I'm curious if this will be delivered as a service pack or as a new OS. It seems like they are announcing it as a new OS, I've never seen this much news over a SP before.
> Tami Reller shared with the audience that the update previously referred to as “Windows Blue” will be called Windows 8.1 and will be a free update to Windows 8 for consumers through the Windows Store.
I wouldn't call installing a free update from your OS's app store a new OS. It's mostly just minor cosmetic changes from the sounds of it.
Of course they're not going to acknowledge poor speculative reporting by some blogs/magazines. Plenty have written the counter-piece. Windows 8 has sold over 100M copies despite the decline in PC sales. They don't run the industry, they just sell operating systems and office software. There's little they could do to change the fact that if you already have a PC that you bought in the past 5 years or so, it's just as capable as what's on store shelves now, so people are not running out to replace them for no reason. That, along with the greater time spent on smartphones and tablets, is what's caused PC sales to slow.
plus, i don't think Gartner, IDC etc have included the financial crisis that a lot of countries/people/companies face. In my opinion, a lot of big buyers (governments, enterprises) postponed buying new PCs for a year or two.
Apple desktop and laptop sales also decreased. Are we going to use post hoc ergo propter hoc to prove Windows 8 so good that it caused Apple's sales to tumble as well?
Last quarter, Mac sales decreased by 1%, while the PC market overall shrunk by 11% (including Mac sales). Looking at the last year, Mac sales are up 2.25%.
I'm disappointed to see no mention at all of Windows Phone in the post. This is supposed to be the update that finally unifies Windows 8 and Windows Phone 8, which are currently quite separate from each other.

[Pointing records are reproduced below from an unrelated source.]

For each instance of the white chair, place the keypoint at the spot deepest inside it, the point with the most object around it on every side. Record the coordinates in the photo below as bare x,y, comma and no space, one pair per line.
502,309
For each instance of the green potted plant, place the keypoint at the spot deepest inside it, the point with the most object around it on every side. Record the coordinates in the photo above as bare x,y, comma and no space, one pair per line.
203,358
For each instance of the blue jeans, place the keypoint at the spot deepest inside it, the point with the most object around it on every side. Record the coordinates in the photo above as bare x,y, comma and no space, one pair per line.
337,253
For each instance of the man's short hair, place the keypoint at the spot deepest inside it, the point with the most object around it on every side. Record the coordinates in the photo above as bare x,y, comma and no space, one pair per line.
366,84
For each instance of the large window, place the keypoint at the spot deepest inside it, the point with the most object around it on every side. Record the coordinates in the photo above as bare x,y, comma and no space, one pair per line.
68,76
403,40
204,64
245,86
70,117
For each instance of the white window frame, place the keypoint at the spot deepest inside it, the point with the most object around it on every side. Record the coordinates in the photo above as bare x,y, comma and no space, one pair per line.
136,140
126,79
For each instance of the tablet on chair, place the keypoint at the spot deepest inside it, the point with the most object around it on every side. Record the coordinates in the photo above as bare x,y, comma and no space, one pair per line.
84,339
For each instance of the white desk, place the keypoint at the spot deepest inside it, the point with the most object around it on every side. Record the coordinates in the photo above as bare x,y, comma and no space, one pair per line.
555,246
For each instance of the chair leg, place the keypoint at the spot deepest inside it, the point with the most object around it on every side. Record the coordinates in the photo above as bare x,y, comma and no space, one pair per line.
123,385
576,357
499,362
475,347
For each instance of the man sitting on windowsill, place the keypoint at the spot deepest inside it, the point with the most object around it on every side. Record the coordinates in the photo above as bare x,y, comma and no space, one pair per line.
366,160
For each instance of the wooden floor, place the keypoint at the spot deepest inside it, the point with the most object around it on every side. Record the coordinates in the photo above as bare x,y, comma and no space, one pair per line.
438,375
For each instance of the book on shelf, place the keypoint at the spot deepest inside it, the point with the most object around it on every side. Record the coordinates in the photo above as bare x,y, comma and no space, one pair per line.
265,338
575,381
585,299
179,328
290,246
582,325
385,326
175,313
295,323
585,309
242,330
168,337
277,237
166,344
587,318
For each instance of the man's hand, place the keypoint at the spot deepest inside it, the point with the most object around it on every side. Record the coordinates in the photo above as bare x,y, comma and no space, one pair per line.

All I want too know is can you now easily make Metro not the default GUI and can the start button menu now appear easily. ALl without hacks and addons and mods by third parties. If they have done that, I'll bite, that alone stopped a laptop sale for a friend who stuck with windows 7 laptop as not even a salesman could demo/handle it. Tried a few shops as well and all and myself and friend just could not handle it, was messy. Now touch screen laptops, whilst much more compfortable with metro, still only suitable if you use it as a tablet with keyboard
I'm feeling like the Windows 8.1 upgrade, available on the Windows Store, is just a way to force Windows 8 users to finally register for the Windows Store?
Speaking from personal experience only, I've never used the Windows Store, and I don't know anyone who has.
I'd love to see the numbers of Windows 8 installs vs Windows Store accounts.
Does anybody know whether they are going to fix the INT_MIN / -1 bug in the kernel? This code below (compiled and linked with gdi32) crashes fully patched versions of Windows 7 and 8 (32 bit), I didn't try it with 64bit versions.
I hope they add a feature to change the Start Screen wallpaper. I have to use Decor8 just for that, but it's worth it in my opinion. The Start Screen looks much better when you use the same wallpaper as your desktop, but blur it a bit.
Story seems to be getting flagged and is going down the front page.
Looks like some HN folks with good karma can't stand a Microsoft story that is not super critical and bitching about them. Those stay on the front page for days.
I didn't flag it, but the article is fairly content free. It's just saying they're going to release an update. Well, yes, of course - it's safe to assume Windows developers are still working.
I didn't flag the link or anything (can't even flag if I wanted to, probably not enough 'karma'), but read the article and wondered why it was posted here at all. It pretty much told me nothing except that a Windows 8.1 was coming - doesn't even tell what features to expect.
Are you speculating or do you know it's being flagged? An alternative could be that only people with low karma are voting it up which is what's keeping it from having more staying power.
I think HN uses a weighted Karma system for voting but I don't know for sure. It would make sense to give certain people more weight than others. At least in a primitive way with something like "new user" VS. "trusted user".